Как только я почувствовал себя настолько сильным, чтоб вновь начать борьбу, я принялся за дело. Это тогда я случайно познакомился с доном Бенито Рамиресем, и, благодаря маленькой услуге, которую ему сделал, я удостоился его дружбы и успел заинтересовать его в этом деле. Дон Бенито Рамирес говорил мне о вас, сеньор, как о единственном человеке, который бы мог, если б захотел, спасти ту, которую я люблю, и позволил мне назваться его именем.
Я вам ничего не скажу необыкновенного, сеньор, сказав, что я уже знал о вашей известности и ваше имя; до такой степени вы его возвеличили, вы, простой охотник. Но дон Бенито Рамирес нашел неизбежным подвергнуть меня трехмесячному испытанию, прежде чем дать мне полное уполномочие действовать.
Рожденный в Соноре, привыкший к жизни на чистом воздухе, как и все жители той страны, я уже ознакомился со степями, но мне еще недоставало опытности. Я был очень ловок во всех телесных упражнениях, я хорошо ездил верхом, я имел необходимую ловкость в обращении с оружием, одним словом, у меня были все задатки, чтобы сделаться современным отличным охотником. Испытание было трудное. Мой учитель взял на себя труд ставить меня в самые ужасные положения, предоставляя самому выпутываться из них, как я хотел, издали наблюдая за мною, как он впоследствии мне это рассказал; я так горячо принялся за дело, что эти три месяца стоили трех лет.

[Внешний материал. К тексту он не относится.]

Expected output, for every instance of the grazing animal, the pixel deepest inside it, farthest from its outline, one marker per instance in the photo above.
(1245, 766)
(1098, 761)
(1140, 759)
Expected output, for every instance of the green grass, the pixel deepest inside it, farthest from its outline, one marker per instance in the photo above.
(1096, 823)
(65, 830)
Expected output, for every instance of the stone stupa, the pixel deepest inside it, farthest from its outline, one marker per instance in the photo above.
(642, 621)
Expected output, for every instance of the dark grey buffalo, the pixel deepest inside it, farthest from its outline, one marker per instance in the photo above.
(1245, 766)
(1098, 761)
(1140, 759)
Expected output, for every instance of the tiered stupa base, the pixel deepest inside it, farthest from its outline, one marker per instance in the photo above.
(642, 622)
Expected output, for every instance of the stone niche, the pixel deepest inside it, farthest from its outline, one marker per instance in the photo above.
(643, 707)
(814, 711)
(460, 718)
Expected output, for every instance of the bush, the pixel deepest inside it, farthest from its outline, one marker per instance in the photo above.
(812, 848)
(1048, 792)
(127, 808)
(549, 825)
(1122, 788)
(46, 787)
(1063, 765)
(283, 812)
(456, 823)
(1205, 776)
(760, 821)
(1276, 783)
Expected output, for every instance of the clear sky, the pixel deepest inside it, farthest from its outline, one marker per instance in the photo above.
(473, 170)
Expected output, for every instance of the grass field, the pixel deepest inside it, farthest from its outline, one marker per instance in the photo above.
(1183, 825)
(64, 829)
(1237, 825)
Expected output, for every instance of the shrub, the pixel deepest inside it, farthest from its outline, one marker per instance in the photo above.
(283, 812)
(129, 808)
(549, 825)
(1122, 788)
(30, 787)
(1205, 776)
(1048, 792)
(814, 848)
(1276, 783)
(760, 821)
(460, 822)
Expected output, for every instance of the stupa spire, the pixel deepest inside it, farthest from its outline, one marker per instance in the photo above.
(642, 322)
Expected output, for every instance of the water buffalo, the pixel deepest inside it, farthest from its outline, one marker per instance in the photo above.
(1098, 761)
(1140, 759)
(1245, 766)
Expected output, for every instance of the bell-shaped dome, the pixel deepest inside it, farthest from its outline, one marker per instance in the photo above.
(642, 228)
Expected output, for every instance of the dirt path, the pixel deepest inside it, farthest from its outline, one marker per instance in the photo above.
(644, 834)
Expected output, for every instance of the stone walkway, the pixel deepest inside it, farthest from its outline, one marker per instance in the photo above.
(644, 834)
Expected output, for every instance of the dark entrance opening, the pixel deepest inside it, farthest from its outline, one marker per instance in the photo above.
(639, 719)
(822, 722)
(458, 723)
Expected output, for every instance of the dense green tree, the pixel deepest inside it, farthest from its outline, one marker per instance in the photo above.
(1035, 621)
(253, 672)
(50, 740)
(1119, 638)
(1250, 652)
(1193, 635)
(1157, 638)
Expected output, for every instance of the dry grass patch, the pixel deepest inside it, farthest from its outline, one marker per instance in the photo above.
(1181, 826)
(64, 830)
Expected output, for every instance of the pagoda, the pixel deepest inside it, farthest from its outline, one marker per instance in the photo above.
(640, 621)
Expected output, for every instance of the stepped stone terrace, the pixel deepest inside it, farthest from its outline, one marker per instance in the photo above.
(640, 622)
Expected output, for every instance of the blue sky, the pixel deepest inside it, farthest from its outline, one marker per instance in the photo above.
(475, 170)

Теперь я готов на всевозможные испытания и утомления степной жизни; ловкость моя замечательна; моя пуля всегда достигает цели; холод, жар, лишения, как бы велики они ни были, я переношу с одинаковым хладнокровием.

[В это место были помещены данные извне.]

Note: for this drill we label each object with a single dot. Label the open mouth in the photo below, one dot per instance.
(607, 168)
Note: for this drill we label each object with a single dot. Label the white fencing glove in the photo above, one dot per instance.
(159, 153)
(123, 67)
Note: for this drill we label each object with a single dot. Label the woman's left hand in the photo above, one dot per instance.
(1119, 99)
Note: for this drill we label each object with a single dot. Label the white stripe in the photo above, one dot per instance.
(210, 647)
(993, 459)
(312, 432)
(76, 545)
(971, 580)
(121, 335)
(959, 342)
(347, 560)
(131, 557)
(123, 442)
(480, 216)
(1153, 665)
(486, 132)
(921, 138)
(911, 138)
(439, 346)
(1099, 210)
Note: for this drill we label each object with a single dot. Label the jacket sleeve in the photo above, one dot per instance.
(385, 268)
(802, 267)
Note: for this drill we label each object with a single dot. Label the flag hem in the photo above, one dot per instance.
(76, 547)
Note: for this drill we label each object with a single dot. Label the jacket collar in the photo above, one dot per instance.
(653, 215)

Наконец однажды дон Бенито Рамирес сказал мне: «Теперь, мой друг, вы стали таким, каким я желал вас видеть; идите к Валентину Гиллуа, вы его встретите близ подземного грота Серого Медведя, в утесистых горах; подайте ему этот нож и скажите, что это я вас посылаю к нему». Я послушался его, сеньор, и вот я здесь.
— Вы одно забыли в своем рассказе, дон Октавио.
— Я знаю, что вы хотите сказать, сеньор; вы хотите говорить о моем пребывании у капитана Кильда?
— Да; впрочем, я вас поздравляю, вы так успешно обманули его; но смотрите, берегитесь, негодяй очень хитер; при малейшем подозрении вы пропали.
— Я постараюсь не возбуждать его недоверие, — ответил, улыбаясь, молодой человек.